A less salient culture of technology in France

In detail, companies were first asked about the use of data as a competitive advantage. Some leaders admit that they don’t really have a strategy in this area and no one to take care of it. And it is in France that they are most likely to say so (14%), ahead of Spain (12%), the British (7%), Germany, the Netherlands, Canada (6 %). In the United States, they are only 4%. “In France, even if there are a lot of engineers at the head of companies, the culture of technology is quite weak, that’s how I explain it,” Philippe Trouchaud told us. Similarly, France comes at the end of the list when PcW asks if the company is strongly committed to extracting value from its data. In the lead, the Netherlands and the United States show 77%, followed by Canada (73%), Spain (72%), Germany (70%) and the United Kingdom (64%) . Only 59% of French executives surveyed say so and 27% of them believe they derive no benefit from the value they extract from their information, while only 17% of American executives surveyed think so.

IT in the front line but not always recognized

Who takes the lead in extracting value from data? In the Netherlands, it is the IT department in 53% of cases, while in France, IT is only involved in 24%. The British, Dutch, Americans and Germans say the skills to do so lie within IT teams (76%, 70%, 65% and 63%), while in France only 41% agree on this point.

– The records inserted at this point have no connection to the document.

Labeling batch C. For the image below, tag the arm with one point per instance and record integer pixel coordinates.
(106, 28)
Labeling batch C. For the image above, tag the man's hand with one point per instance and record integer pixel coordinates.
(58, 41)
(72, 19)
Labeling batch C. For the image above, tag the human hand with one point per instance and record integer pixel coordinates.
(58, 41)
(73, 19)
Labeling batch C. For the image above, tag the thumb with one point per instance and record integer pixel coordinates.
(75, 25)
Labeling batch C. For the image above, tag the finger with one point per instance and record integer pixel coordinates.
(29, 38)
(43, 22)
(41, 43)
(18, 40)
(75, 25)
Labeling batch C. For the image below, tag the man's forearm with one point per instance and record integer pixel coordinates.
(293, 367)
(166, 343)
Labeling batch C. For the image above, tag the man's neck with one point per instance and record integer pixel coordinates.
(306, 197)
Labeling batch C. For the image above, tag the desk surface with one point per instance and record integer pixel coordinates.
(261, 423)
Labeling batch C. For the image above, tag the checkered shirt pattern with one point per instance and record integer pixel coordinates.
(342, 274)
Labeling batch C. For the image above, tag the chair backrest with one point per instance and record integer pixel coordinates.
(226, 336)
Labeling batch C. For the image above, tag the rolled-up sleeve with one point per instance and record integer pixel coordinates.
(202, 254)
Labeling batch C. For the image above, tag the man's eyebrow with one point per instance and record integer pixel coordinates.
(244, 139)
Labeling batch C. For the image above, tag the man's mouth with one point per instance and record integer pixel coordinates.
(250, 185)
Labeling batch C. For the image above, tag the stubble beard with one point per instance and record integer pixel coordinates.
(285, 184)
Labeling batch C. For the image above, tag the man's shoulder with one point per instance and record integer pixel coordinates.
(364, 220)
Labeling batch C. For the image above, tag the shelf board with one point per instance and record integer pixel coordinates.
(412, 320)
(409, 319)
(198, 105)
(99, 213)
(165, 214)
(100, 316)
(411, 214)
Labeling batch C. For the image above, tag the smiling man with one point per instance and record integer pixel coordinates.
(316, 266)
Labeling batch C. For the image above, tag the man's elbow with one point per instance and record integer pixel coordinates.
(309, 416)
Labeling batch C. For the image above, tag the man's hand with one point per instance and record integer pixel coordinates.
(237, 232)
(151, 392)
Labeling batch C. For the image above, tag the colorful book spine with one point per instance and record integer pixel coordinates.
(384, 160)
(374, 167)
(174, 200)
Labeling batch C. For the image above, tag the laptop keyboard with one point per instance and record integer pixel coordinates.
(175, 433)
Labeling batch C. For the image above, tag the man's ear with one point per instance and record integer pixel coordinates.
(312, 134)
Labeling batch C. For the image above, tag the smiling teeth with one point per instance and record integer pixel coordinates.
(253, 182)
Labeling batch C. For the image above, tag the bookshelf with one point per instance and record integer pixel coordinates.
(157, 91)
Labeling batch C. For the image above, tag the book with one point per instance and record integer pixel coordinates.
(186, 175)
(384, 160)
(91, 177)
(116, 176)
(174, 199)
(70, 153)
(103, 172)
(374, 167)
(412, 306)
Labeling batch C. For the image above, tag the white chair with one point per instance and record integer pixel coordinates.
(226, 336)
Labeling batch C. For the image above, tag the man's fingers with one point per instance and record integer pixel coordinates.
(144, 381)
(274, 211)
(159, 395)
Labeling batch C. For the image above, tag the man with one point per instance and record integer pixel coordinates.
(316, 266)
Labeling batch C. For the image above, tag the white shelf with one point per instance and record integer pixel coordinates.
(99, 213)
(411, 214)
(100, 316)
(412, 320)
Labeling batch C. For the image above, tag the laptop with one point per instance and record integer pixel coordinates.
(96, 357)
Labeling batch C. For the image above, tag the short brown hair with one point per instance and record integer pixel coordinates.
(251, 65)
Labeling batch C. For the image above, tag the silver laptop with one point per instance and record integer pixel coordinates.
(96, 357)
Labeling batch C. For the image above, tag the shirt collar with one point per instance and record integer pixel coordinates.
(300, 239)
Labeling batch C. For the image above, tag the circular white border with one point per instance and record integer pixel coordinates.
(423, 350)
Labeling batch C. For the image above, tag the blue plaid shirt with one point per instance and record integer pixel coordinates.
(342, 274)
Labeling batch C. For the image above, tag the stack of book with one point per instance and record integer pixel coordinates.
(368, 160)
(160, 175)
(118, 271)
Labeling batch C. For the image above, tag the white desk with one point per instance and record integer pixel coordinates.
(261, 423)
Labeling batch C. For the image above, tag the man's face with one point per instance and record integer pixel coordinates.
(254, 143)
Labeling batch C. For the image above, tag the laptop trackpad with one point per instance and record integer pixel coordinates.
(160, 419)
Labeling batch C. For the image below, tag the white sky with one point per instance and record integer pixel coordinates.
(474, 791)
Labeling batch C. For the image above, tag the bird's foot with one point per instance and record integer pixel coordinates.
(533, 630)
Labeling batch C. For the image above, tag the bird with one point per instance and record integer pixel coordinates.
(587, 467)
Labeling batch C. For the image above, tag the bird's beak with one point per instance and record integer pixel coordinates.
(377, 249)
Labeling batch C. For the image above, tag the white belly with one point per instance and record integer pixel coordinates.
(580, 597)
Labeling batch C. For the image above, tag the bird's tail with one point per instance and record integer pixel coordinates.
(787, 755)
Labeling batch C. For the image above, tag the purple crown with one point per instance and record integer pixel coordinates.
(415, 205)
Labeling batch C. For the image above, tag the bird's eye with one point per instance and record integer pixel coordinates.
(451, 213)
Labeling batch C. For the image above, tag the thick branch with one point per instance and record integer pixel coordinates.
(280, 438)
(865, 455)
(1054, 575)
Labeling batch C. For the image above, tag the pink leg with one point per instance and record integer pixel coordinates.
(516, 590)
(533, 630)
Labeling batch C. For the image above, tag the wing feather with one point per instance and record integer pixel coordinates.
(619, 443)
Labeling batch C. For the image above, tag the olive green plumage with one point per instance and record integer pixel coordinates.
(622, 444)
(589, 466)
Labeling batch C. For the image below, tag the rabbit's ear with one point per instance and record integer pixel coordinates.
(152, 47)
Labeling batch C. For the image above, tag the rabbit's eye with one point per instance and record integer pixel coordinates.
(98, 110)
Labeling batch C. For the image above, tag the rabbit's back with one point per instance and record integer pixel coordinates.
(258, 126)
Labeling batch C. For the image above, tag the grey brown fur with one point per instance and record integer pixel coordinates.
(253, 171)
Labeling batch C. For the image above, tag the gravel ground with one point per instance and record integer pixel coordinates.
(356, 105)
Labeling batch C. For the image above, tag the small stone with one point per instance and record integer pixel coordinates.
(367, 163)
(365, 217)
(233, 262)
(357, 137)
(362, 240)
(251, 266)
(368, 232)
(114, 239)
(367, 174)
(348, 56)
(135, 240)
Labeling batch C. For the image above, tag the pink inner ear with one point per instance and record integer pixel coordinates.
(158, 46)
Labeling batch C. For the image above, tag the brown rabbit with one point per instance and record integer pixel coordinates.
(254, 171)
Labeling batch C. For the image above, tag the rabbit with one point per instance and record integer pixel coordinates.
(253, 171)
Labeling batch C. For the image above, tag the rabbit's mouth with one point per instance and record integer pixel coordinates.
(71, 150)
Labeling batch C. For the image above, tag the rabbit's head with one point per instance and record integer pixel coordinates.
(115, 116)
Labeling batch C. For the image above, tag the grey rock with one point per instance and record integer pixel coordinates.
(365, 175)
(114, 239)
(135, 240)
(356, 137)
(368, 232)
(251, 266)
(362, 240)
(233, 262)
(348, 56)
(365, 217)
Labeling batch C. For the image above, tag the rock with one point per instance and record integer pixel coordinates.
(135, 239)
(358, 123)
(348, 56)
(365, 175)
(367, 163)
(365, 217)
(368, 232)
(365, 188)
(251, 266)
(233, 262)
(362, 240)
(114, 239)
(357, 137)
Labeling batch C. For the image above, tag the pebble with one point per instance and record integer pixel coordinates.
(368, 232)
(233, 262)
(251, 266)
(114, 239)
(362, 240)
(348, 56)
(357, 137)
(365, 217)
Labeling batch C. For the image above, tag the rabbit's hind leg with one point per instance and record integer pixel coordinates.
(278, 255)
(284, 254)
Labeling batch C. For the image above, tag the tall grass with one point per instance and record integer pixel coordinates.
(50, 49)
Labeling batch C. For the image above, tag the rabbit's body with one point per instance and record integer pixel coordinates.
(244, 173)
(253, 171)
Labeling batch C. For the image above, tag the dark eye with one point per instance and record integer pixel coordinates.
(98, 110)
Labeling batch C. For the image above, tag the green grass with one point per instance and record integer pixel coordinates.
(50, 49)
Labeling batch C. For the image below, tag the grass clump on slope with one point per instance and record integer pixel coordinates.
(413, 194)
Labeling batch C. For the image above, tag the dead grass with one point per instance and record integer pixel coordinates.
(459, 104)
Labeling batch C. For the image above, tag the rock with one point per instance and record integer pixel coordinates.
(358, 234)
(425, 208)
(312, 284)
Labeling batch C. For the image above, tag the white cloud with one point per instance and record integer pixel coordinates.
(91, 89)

Moreover, only 28% of French managers believe that IT can access the most valuable data for the company, compared to more than 60% in the United Kingdom, Germany, the Netherlands and 59% in the States. -United.

For Iron Mountain, which helps companies to control their information governance, by intervening both on physical and digital archives and on dematerialization, it is important to be able to provide access to information in a completely secure way. “It’s the second part of our job,” says Edward Hladky. “We recommend that companies involve the right people and not just IT”. Finally, on the retention of data, it happens that some companies permanently keep all of their documents, which for some of them is not authorized. On these issues, Iron Mountain has published a white paper.